Learning From Machines: Know Thy Context

"What messages are you feeding yourself?"

Is there a useful analogue between a large language model's (LLM) context window and the human brain?

I'll briefly summarize some key concepts in LLMs, and then use that to draw some analogies that seem to fit.

Background

You may know that LLMs like GPT-4 use messages to define their "context window". These messages can be user, assistant, or system messages. System messages are given the highest levels of attention, and thus more strongly influence the model's behavior. Assistant messages can shape the behavior of the agent as it tends to mimic its past behaviors, sometimes causing "behavioral lock-in." User messages are trained to influence the behavior of the model so long as they do not conflict with the system prompt. The art of crafting a history of input prompts to properly "steer" an LLM is known as "Prompt Engineering".

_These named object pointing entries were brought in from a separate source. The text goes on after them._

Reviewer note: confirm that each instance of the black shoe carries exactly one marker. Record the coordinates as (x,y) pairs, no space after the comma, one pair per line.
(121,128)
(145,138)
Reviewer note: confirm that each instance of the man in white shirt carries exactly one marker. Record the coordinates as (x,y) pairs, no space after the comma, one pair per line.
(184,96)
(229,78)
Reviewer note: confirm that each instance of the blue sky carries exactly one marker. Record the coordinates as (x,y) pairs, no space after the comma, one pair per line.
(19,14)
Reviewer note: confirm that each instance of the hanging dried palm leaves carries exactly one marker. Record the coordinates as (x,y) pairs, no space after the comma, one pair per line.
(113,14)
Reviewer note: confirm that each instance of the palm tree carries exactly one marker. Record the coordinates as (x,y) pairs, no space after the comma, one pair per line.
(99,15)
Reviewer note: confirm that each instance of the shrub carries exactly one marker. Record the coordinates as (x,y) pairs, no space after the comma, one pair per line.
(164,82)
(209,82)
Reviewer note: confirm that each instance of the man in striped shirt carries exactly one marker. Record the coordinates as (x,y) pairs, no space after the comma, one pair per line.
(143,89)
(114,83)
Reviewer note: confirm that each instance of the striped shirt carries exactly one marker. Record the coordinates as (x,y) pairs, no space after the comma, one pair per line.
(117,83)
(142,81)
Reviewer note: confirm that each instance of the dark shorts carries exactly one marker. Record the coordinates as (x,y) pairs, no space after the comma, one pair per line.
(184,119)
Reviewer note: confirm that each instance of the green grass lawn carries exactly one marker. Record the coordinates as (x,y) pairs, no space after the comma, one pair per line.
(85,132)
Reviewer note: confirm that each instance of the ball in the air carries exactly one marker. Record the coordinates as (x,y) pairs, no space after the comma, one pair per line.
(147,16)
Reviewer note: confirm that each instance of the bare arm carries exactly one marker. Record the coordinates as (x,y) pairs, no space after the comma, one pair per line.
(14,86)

Prompt engineering is (currently) crucial when using LLMs to generate relevant and accurate responses. To effectively "steer" an LLM, developers must be explicit with their requirements, ask for reasoning first, limit response length, refine prompts iteratively, and leverage system prompts. Additionally, LLMs have a constrained context window, which means developers must condense information, break down complex queries, and use follow-up prompts.

To use a rough approximation, the context window is ~like Short-Term Memory, whereas the weights in the trained LLM are ~like its Long-Term Memory. Oftentimes (as in humans) the long-term memory recall of LLMs can be faulty and suffer from hallucinations, or out-of-date data. A small context window can also prevent LLMs from fully "seeing" the most relevant data for solving a particular problem.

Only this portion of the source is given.